Regarding original Claim 4, 
Cheng in view of Benware teaches
(Original) The method of claim 1, further comprising generating the supervised learning model, including by: 
accessing the training dies, wherein each training die has been injected with a given root cause to actually cause a scan test failure (Examiner’s note: As indicated earlier, Benware teaches simulating defect responses for a population of created diagnosis reports by injecting a root cause (such as a critical area short), and analyzing these reports using a root cause deconvolution (RCD) method, where each created diagnosis report contains failure information detected by scan testing on a tester for a defective die (Benware p.9 col.2 5th paragraph-p.10 col.1 1st paragraph (Layout-aware diagnosis) and p.14 col.1-p.15 col.1 (Results from simulated defect experiments).); 
generating diagnosis reports for each of the training dies (Examiner’s note: As indicated earlier, Benware teaches simulating defect responses for a population of created diagnosis reports, where each created diagnosis report contains failure information detected by scan testing on a tester for a defective die (Benware p.9 col.2 5th paragraph-p.10 col.1 1st paragraph (Layout-aware diagnosis) and p.14 col.1-p.15 col.1 (Results from simulated defect experiments).); 
computing, through the local phase of a volume diagnosis procedure, the training probability distributions from the diagnosis reports, each of the training probability distributions respectively corresponding to one of the training dies (Examiner’s note: As indicated earlier, Cheng teaches creating a Bayesian network model by first determining a probability P(r) (i.e., the probability of one diagnosis report) based on a distribution of probabilities including identifying all mutually exclusive and independent root causes P(c) that are associated with specific defects and various identified faults for an individual failed IC associated with the single diagnosis report (Cheng p.2 col.1 last paragraph-col.2 4th paragraph (Section II. Volume Diagnosis Model). This computing and creation of a Bayesian network model taught in Chen is functionally analogous to the computing and creation of a Bayesian network model taught in Benware, where Benware also teaches modelling the Bayesian network through determination of probabilities for the root causes and associated suspect defects as part of the root cause deconvolution method involving a EM algorithm performing a most-likelihood estimation, where the defect information for determining these probabilities are also retrieved from the created diagnosis reports (Benware p.10 Figure 1; p.11 Figure 2; and p.11 col.1-p.12 col.2 (Creating the diagnosis Bayes net)).); 
labeling each of the training probability distributions with the given root cause for the training die corresponding to the training probability distribution, the given root cause indicative of the actual root cause for the training probability distribution (Examiner’s note: As indicated earlier, Benware teaches performing experiments based on simulated defect responses using the RCD method (Benware p.10 Figure 1), where the experiments involve creating a population of diagnosis reports and analyzing them using the RCD method for a root cause distribution with only a single root cause specified, where this specifying of a single root cause for a root cause distribution associated with a diagnosis report (containing defect information associated with possible root causes) is a form of labeling (Benware p.14 col.1-p.15 col.1 (Results from simulated defect experiments)).); and 
providing, as the training set, the labeled training probability distributions to train the supervised learning model (Examiner’s note: As indicated earlier, Benware teaches simulating defect responses for a population of created diagnosis reports by injecting a root cause, and analyzing these reports using the RCD method, where using the created Bayesian network model to analyze these reports to learn the probability parameters in the Bayesian network model is a part of the RCD analysis (Benware p.9 col.2 5th paragraph-p.10 col.1 1st paragraph (Layout-aware diagnosis) and Benware p.14 col.1-p.15 col.1 (Results from simulated defect experiments)).).  

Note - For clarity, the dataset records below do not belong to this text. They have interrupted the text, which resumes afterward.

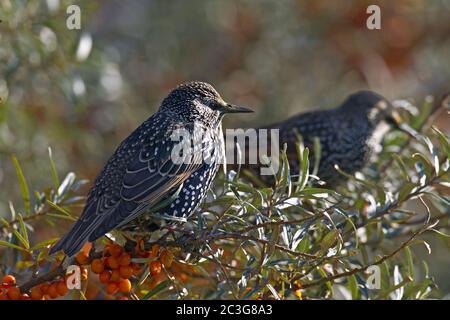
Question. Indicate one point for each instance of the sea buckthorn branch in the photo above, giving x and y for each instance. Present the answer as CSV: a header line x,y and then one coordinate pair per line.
x,y
351,272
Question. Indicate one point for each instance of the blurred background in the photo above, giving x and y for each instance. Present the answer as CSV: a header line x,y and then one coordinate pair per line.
x,y
82,91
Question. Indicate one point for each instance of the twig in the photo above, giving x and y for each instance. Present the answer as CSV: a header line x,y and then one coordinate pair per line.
x,y
364,268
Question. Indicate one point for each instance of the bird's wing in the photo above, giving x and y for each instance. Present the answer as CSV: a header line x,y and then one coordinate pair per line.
x,y
139,174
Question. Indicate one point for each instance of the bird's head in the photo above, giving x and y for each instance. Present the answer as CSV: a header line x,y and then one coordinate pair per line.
x,y
199,101
373,106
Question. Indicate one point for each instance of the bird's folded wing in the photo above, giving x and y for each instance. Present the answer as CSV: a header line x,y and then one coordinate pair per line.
x,y
150,175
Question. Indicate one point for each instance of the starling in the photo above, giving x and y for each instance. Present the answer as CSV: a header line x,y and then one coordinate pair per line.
x,y
349,134
145,170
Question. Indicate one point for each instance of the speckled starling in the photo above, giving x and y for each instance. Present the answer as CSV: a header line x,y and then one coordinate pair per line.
x,y
348,134
145,171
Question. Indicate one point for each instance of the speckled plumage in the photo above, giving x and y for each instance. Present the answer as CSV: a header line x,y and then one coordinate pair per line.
x,y
142,172
349,134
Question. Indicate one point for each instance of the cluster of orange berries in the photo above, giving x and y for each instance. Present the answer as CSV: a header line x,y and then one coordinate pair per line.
x,y
9,289
114,268
46,291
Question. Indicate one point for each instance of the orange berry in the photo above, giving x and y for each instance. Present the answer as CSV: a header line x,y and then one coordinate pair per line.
x,y
124,286
8,280
183,277
45,287
82,258
52,291
112,288
166,258
36,293
105,276
97,266
84,274
155,267
25,297
13,293
112,262
115,250
124,259
125,272
61,288
115,275
155,250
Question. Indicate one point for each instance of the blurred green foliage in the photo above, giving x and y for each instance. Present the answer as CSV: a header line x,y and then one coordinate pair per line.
x,y
82,91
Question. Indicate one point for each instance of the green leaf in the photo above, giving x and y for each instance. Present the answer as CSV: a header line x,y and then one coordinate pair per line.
x,y
23,184
445,142
405,191
44,243
53,169
58,208
353,286
11,245
23,230
409,259
21,238
156,290
304,167
402,166
327,241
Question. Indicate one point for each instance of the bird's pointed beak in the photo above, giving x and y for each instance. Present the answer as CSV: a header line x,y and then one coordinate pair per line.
x,y
231,108
397,122
395,119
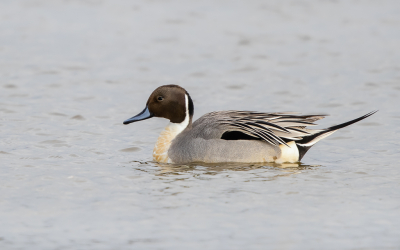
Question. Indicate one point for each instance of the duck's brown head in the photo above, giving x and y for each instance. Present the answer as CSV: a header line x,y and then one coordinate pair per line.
x,y
169,101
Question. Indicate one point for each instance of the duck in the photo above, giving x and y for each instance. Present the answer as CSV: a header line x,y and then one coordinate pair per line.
x,y
229,136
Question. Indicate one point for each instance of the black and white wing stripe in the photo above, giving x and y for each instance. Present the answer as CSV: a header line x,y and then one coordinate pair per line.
x,y
274,128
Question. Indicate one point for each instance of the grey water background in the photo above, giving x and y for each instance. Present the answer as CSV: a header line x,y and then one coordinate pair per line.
x,y
73,177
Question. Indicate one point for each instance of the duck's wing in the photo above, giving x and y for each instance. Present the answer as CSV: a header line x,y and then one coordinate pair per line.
x,y
274,128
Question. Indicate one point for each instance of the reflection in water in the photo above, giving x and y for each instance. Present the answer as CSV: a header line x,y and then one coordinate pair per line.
x,y
216,168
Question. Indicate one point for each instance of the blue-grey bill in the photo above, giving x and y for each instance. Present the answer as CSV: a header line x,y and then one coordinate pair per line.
x,y
145,114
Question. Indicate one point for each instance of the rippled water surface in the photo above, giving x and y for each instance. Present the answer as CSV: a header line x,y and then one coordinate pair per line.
x,y
73,177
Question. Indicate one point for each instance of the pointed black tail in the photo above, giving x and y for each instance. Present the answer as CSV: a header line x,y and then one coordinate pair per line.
x,y
308,141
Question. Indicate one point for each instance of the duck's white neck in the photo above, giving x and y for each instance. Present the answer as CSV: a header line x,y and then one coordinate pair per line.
x,y
160,152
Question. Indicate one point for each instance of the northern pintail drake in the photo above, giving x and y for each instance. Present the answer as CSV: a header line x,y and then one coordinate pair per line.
x,y
229,136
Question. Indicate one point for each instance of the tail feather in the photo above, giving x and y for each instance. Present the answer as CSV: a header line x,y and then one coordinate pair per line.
x,y
308,141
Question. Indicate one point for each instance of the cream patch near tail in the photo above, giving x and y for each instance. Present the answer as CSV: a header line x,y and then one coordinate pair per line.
x,y
290,155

Regarding original Claim 5, 
Cheng in view of Benware teaches
(Original) The method of claim 4, wherein the training dies are generated via 
simulation (Examiner’s note: Cheng teaches simulating silicon defects lots to get failure files for the experiments (Cheng p.2 col.1 2nd paragraph: “In [16-24] to verify the effectiveness of these techniques, handful of silicon defects and lots of simulated defects are used to get failure files for the experiments.”), where one of the references cited [19] is the Benware reference, where Benware teaches that the defect responses are simulated for a population of diagnosis reports, where each diagnosis reports is based on scan diagnosis results reporting failure information for an individual IC (Benware p.8 col.2 2nd paragraph and p.14 col.1-p.15 col.1 (Results from simulated defect experiments): “Experiments based on simulated defect responses in an IC have been carried out to evaluate the accuracy of RCD. … In each experiment, a population of diagnosis reports is created and analyzed with RCD for a root cause distribution with only a single root cause specified. Only a subset of possible root cause was used as the injected root cause, however, each root cause model type (e.g., critical area shorts) is represented in the results.”).), emulation, or a combination of both.  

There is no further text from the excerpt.